If you are looking for some extra retirement income, you’re probably intrigued by the idea of a reverse mortgage annuity. It’s a way for you to tap into the equity of your home. You’ll receive that money for as long as you’re able to live in your home, and you won’t have to repay the loan. Because of the growing number of people turning 65 every day (currently 10,000), you’re going to hear a lot about reverse mortgages as a way for people to augment their retirement income. Since many people aren’t able to find jobs in retirement, or aren’t interested in it, this could be a way to go.
When you sign up for a reverse mortgage, you get either a lump sum or, in the case of a reverse mortgage annuity, a stream of payments you can’t outlive. So far, so sweet. The money you receive is determined by:
a. the equity in your home
b. the current interest rate
c. your age
d. the equity you have in your home
The higher the prevailing interest rate, the greater the return the bank earns. As a result, they’ll pay you higher rates. The older you are, the fewer years the bank assumes it will have to pay you. As a result, it will pay you more, too. It doesn’t matter if you have a bad credit score. It doesn’t matter what your retirement income is either. You don’t have to make payments, and you don’t have to repay the loan.
The money is paid back when both spouses move out of the house or die. At that point, your beneficiaries can either pay back the loan (by selling the property or by any other means) or allow the bank to sell the house themselves. As you can see, for some people, using a reverse mortgage could be the only way for some to stay in their homes after they retire.
Why wouldn’t you take advantage of a reverse mortgage annuity?

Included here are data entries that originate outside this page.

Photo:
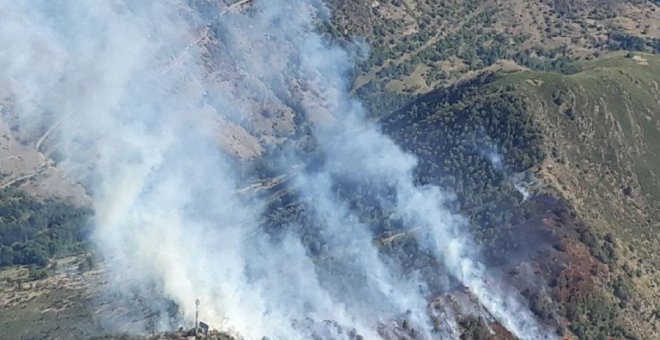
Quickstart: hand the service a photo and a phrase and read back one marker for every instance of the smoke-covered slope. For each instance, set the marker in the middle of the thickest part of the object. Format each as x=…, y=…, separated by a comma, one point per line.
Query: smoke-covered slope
x=584, y=138
x=228, y=161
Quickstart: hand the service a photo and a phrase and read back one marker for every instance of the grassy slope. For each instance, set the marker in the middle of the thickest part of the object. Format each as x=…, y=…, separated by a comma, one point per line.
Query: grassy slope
x=600, y=130
x=602, y=136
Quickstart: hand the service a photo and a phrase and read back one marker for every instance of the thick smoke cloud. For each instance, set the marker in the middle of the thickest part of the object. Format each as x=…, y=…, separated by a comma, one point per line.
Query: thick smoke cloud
x=136, y=89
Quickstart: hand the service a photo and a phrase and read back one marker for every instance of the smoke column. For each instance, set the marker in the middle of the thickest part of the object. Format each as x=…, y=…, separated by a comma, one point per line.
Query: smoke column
x=143, y=92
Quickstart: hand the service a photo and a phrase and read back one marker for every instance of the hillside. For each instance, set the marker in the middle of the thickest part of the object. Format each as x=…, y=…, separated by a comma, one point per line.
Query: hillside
x=537, y=121
x=588, y=138
x=419, y=45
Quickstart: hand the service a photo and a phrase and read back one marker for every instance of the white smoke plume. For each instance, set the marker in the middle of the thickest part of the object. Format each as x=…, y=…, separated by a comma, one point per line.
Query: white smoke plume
x=136, y=88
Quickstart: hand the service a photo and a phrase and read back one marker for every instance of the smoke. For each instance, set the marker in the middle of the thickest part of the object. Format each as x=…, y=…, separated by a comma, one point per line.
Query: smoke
x=157, y=102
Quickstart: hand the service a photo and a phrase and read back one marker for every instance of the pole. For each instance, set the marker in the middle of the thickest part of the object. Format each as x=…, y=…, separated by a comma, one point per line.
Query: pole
x=196, y=317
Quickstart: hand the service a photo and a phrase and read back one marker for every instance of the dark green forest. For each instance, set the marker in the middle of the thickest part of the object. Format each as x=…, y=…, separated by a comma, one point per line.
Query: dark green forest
x=33, y=231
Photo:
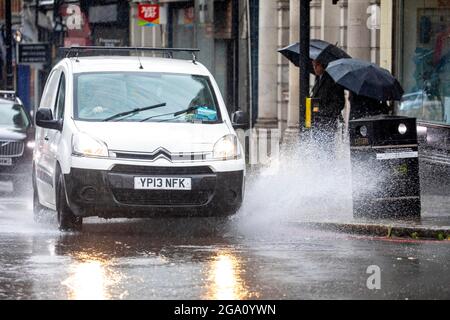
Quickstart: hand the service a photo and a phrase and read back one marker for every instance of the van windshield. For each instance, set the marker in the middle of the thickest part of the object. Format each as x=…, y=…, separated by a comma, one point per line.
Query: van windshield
x=177, y=97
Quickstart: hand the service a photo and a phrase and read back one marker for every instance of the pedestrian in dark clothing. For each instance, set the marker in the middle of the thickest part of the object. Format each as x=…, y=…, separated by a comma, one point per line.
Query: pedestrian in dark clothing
x=363, y=107
x=332, y=102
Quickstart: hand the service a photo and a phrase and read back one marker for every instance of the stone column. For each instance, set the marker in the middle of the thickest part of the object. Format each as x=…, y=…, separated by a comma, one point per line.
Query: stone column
x=358, y=32
x=292, y=131
x=268, y=65
x=387, y=9
x=283, y=64
x=316, y=16
x=343, y=5
x=330, y=22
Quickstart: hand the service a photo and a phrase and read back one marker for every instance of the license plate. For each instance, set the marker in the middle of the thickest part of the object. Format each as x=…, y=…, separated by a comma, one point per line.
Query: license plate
x=162, y=183
x=5, y=162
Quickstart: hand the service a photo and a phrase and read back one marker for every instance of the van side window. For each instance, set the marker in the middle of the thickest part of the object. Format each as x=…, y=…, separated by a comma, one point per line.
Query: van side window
x=49, y=95
x=61, y=99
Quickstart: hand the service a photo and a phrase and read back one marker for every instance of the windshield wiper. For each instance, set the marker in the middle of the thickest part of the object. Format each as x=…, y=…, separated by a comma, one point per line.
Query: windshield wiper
x=176, y=114
x=137, y=110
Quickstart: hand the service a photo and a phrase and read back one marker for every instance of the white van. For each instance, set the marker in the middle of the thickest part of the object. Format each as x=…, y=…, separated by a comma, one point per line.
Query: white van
x=135, y=137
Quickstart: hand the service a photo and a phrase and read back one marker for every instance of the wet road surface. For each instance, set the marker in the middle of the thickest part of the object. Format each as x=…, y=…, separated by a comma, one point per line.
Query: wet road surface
x=204, y=259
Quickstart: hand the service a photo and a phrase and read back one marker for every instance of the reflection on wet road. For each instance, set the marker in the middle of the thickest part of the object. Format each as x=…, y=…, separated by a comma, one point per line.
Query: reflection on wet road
x=206, y=259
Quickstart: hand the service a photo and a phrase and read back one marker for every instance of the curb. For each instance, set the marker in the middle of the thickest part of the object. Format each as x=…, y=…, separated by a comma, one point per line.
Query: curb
x=382, y=230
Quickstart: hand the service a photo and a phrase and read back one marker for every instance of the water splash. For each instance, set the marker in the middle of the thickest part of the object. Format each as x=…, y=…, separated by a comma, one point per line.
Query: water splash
x=305, y=183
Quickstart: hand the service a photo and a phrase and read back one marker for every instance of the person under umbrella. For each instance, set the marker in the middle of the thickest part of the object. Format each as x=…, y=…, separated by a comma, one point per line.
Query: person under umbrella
x=370, y=86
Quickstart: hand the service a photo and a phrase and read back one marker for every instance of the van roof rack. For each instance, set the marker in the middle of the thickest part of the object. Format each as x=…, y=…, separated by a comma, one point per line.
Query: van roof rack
x=76, y=51
x=8, y=95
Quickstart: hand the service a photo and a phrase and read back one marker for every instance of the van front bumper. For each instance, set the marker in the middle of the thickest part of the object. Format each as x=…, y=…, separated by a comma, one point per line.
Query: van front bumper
x=111, y=193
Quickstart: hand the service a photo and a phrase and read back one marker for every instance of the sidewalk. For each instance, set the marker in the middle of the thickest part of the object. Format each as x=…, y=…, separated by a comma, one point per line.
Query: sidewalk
x=434, y=224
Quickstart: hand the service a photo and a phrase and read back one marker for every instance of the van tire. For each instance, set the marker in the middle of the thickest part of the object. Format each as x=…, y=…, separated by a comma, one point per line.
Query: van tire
x=67, y=221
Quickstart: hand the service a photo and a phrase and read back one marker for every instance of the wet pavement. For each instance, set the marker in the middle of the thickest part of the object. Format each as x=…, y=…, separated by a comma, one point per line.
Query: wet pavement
x=244, y=258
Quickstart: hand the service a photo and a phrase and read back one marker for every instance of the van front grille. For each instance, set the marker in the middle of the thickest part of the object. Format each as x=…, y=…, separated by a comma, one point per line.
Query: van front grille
x=11, y=148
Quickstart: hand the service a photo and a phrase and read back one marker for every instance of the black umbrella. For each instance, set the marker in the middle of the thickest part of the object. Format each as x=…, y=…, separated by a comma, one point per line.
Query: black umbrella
x=365, y=79
x=318, y=50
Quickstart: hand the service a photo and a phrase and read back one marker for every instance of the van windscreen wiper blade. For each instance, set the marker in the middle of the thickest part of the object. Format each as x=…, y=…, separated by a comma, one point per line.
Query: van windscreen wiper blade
x=176, y=114
x=137, y=110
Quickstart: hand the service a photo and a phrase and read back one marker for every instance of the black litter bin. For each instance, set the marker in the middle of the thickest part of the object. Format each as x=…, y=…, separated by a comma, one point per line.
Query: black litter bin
x=385, y=167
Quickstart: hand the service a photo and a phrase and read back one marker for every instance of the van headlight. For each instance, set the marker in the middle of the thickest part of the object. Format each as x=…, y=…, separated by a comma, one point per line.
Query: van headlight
x=85, y=145
x=227, y=148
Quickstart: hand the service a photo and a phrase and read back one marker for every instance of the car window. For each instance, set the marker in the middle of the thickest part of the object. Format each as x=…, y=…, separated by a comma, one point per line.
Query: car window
x=13, y=115
x=61, y=99
x=102, y=95
x=51, y=87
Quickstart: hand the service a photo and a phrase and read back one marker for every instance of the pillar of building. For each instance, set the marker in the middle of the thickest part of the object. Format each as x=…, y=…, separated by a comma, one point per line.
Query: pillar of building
x=330, y=22
x=316, y=18
x=268, y=65
x=359, y=36
x=343, y=12
x=292, y=131
x=283, y=64
x=387, y=20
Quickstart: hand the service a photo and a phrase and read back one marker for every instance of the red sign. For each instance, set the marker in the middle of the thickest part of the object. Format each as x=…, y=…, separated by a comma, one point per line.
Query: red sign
x=148, y=14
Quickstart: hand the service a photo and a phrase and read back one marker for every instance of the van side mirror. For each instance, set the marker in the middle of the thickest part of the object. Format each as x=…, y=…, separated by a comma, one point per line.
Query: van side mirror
x=240, y=120
x=44, y=119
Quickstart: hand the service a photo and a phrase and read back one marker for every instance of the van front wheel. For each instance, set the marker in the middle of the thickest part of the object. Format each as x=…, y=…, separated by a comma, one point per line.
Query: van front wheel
x=66, y=219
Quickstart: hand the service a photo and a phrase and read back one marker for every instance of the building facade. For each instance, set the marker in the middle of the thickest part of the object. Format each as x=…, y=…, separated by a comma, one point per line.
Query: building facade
x=410, y=38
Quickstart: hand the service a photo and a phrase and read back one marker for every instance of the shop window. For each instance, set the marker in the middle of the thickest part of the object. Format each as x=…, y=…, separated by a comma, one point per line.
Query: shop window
x=425, y=61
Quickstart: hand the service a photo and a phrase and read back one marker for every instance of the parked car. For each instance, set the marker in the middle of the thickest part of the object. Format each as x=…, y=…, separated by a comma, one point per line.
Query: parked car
x=119, y=137
x=16, y=142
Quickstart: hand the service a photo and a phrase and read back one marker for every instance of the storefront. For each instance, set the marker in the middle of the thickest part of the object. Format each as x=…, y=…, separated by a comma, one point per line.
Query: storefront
x=422, y=59
x=99, y=22
x=425, y=60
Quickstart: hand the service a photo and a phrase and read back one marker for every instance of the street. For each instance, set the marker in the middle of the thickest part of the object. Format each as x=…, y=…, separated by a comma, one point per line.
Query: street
x=205, y=259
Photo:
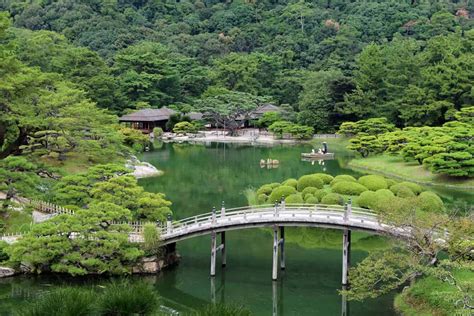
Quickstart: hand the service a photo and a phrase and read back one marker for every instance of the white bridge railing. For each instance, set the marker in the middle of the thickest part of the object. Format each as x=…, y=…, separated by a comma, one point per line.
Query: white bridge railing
x=280, y=213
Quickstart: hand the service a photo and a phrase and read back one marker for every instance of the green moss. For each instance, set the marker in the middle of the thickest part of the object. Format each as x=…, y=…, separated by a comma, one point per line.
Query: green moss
x=348, y=188
x=309, y=181
x=373, y=182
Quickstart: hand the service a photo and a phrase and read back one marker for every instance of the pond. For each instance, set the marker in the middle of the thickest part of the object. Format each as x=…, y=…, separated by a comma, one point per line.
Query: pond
x=200, y=176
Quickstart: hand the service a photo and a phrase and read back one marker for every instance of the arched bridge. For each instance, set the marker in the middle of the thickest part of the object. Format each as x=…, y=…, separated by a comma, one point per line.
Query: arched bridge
x=277, y=216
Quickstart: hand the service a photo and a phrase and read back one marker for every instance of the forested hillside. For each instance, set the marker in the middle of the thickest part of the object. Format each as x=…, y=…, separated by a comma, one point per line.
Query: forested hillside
x=331, y=61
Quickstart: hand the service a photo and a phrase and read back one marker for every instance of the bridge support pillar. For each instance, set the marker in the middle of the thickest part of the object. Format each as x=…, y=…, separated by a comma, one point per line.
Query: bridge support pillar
x=223, y=250
x=346, y=256
x=282, y=248
x=275, y=254
x=213, y=253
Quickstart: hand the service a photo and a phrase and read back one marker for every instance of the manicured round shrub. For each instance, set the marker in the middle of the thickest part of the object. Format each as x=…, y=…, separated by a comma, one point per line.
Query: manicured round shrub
x=367, y=199
x=343, y=177
x=320, y=194
x=262, y=198
x=265, y=189
x=390, y=182
x=327, y=178
x=312, y=200
x=373, y=182
x=280, y=192
x=416, y=188
x=333, y=199
x=430, y=202
x=291, y=182
x=348, y=188
x=294, y=199
x=309, y=181
x=405, y=192
x=309, y=190
x=384, y=193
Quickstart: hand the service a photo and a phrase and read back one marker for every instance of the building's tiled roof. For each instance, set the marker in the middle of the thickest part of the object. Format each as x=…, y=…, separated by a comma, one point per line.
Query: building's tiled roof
x=148, y=115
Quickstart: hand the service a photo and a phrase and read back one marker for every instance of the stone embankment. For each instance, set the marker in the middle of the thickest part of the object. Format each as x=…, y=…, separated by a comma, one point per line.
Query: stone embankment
x=142, y=169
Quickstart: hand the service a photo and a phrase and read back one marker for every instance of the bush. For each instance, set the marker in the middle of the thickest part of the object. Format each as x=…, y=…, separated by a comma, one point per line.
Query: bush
x=430, y=202
x=348, y=188
x=405, y=192
x=342, y=177
x=67, y=301
x=332, y=199
x=280, y=192
x=265, y=189
x=222, y=310
x=367, y=199
x=390, y=182
x=416, y=188
x=327, y=178
x=320, y=194
x=157, y=131
x=294, y=199
x=291, y=182
x=184, y=128
x=373, y=182
x=312, y=200
x=262, y=198
x=309, y=181
x=274, y=185
x=125, y=298
x=308, y=190
x=3, y=254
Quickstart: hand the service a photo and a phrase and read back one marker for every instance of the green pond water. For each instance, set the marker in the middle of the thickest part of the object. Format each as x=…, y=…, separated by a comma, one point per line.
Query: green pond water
x=198, y=177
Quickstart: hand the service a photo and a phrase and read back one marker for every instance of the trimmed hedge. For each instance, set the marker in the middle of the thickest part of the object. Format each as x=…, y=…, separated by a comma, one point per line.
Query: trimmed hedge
x=280, y=192
x=405, y=192
x=348, y=188
x=390, y=182
x=265, y=189
x=262, y=198
x=333, y=199
x=294, y=199
x=290, y=182
x=327, y=178
x=373, y=182
x=312, y=200
x=430, y=202
x=367, y=199
x=309, y=181
x=415, y=188
x=343, y=177
x=320, y=194
x=309, y=190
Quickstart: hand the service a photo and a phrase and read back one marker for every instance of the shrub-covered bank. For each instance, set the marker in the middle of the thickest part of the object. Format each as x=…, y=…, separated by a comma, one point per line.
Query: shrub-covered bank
x=370, y=191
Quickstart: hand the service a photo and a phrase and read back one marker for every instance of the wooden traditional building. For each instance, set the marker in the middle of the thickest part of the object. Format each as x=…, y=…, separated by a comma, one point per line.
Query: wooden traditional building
x=147, y=119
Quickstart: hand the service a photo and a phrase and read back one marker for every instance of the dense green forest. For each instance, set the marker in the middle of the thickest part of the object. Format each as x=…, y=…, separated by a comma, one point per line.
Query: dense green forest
x=331, y=61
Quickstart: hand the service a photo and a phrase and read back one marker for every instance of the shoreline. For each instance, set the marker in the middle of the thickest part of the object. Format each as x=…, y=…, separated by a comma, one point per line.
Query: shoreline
x=357, y=167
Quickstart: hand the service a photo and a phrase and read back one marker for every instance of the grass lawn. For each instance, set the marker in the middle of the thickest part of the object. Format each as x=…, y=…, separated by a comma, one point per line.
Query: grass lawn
x=430, y=296
x=396, y=167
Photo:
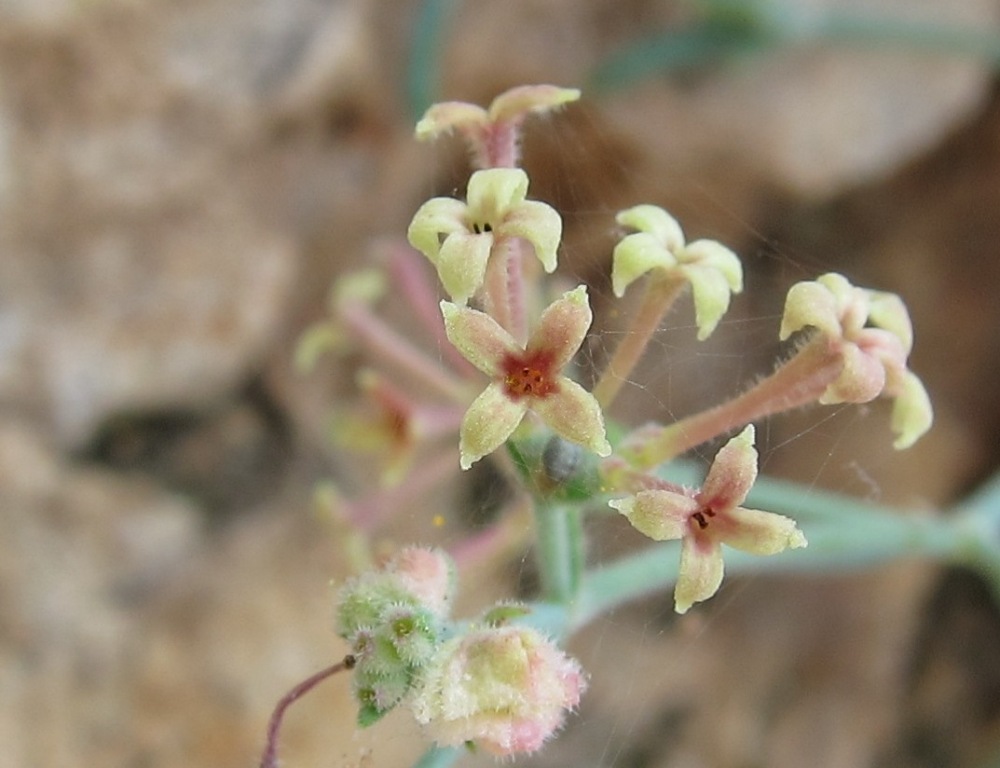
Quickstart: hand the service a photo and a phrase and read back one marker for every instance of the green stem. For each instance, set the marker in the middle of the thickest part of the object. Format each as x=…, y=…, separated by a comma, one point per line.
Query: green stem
x=833, y=547
x=423, y=79
x=560, y=550
x=438, y=757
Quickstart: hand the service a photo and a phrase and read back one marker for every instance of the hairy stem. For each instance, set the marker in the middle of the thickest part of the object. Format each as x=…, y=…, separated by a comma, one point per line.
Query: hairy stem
x=800, y=381
x=659, y=297
x=390, y=346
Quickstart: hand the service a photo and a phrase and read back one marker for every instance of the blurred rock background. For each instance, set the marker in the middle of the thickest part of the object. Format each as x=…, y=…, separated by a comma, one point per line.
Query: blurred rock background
x=179, y=184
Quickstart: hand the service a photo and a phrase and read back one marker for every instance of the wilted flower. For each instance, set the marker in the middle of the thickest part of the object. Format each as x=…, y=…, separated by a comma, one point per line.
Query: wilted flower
x=492, y=135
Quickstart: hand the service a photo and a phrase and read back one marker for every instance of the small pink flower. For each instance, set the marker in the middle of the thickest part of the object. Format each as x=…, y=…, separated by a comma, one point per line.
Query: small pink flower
x=528, y=378
x=492, y=135
x=706, y=519
x=505, y=689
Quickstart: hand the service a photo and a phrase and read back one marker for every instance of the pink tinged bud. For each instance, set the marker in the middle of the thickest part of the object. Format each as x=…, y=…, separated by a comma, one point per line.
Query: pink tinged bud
x=714, y=271
x=505, y=689
x=528, y=378
x=458, y=238
x=706, y=519
x=427, y=574
x=873, y=333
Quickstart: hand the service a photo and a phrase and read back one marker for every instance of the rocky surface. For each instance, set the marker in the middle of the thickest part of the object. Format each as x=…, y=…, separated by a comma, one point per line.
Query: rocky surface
x=180, y=181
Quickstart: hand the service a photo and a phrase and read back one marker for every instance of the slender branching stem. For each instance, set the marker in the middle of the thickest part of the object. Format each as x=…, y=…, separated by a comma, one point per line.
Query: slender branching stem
x=801, y=381
x=660, y=295
x=269, y=759
x=384, y=342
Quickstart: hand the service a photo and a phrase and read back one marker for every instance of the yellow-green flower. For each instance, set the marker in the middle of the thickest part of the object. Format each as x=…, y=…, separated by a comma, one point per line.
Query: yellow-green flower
x=459, y=237
x=713, y=270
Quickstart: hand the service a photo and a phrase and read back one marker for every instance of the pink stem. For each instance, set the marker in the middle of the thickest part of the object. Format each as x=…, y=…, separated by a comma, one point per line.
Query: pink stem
x=497, y=145
x=407, y=270
x=368, y=513
x=382, y=340
x=504, y=289
x=658, y=298
x=801, y=381
x=270, y=757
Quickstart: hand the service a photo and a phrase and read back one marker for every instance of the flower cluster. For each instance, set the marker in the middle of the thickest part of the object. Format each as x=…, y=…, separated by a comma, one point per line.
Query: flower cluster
x=394, y=619
x=495, y=683
x=502, y=687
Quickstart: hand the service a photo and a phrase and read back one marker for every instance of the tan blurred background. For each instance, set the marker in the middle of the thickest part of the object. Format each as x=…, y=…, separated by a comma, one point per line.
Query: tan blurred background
x=181, y=180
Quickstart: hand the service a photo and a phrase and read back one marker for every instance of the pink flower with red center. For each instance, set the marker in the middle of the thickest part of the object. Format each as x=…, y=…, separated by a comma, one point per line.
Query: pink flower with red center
x=872, y=333
x=526, y=378
x=704, y=520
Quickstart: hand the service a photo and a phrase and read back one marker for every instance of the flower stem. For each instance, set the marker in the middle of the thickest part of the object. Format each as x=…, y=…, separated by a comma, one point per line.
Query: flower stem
x=505, y=287
x=659, y=297
x=560, y=550
x=800, y=381
x=269, y=759
x=833, y=547
x=385, y=342
x=408, y=271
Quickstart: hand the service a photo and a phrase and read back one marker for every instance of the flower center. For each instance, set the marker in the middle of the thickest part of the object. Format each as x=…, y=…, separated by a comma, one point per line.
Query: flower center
x=702, y=516
x=480, y=229
x=528, y=377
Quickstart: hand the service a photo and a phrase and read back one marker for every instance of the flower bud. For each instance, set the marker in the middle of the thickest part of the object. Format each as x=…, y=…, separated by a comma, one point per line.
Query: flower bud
x=505, y=689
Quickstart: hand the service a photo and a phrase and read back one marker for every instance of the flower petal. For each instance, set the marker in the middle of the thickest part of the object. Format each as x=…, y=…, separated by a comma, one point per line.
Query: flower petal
x=480, y=338
x=810, y=303
x=537, y=223
x=461, y=264
x=493, y=192
x=563, y=327
x=654, y=221
x=438, y=216
x=573, y=413
x=448, y=115
x=660, y=515
x=710, y=253
x=522, y=100
x=888, y=311
x=490, y=420
x=636, y=255
x=761, y=533
x=700, y=574
x=732, y=474
x=912, y=414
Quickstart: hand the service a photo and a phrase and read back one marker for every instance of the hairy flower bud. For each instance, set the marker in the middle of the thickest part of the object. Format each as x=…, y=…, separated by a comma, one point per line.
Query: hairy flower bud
x=505, y=689
x=394, y=620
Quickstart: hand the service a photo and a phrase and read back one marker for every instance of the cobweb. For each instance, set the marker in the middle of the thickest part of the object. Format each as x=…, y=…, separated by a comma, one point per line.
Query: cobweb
x=659, y=682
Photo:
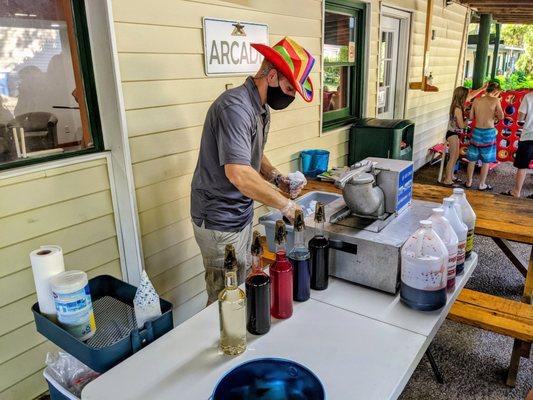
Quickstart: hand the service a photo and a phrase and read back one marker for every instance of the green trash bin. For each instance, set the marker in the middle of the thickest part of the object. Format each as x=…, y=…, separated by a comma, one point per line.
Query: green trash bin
x=385, y=138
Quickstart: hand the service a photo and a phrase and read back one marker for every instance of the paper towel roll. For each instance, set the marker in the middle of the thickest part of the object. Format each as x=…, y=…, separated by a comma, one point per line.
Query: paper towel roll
x=46, y=262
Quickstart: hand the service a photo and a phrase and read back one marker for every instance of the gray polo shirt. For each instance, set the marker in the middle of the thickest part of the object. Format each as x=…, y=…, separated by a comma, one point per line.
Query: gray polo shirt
x=235, y=132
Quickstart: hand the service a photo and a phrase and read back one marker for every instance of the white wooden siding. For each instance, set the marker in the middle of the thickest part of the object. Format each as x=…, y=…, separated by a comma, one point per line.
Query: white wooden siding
x=166, y=96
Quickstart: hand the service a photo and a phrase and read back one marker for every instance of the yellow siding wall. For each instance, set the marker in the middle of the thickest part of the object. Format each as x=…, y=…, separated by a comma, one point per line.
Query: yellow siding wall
x=166, y=96
x=69, y=206
x=429, y=110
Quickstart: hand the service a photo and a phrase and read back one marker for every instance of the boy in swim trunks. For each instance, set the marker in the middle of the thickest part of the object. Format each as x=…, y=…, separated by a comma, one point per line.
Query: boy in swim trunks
x=483, y=143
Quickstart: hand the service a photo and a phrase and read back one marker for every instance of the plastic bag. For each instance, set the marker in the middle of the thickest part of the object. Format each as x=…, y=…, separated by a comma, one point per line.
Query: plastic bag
x=146, y=302
x=70, y=373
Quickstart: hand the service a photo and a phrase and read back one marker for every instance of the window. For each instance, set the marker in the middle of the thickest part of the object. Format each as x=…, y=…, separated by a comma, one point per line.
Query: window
x=343, y=51
x=48, y=107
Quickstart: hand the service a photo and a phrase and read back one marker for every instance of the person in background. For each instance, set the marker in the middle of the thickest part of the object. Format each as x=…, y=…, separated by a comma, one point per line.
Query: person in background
x=456, y=124
x=232, y=170
x=482, y=146
x=524, y=152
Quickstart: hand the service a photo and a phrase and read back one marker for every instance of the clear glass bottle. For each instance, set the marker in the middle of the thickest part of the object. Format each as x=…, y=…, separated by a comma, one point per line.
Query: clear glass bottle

Because it’s very expensive. Origination fees can easily get to $6,000. Closing costs are 2%. And add another 2% for mortgage insurance from the FHA. Taken together, the total cost can be 6 to 10% of the value of the property.
Even the people who sell reverse mortgages admit it. According to Investment News, the CEO of one of the largest reverse mortgage companies says that the reverse mortgage should be the last resort for borrowers.
The bottom line:
For the right person, a reverse mortgage could be a gift from heaven. Equity in your home, if you’re going to continue living in it, doesn’t do you a lot of good if you are short on cash. But even if the idea of a reverse mortgage appeals to you, the longer you wait, the better you’ll do. Interest rates are currently at all-time lows. If you wait until rates go up, you’ll also be older, and you’ll get more money as a result of both.
Have you considered getting a reverse mortgage annuity? What was your decision? Why?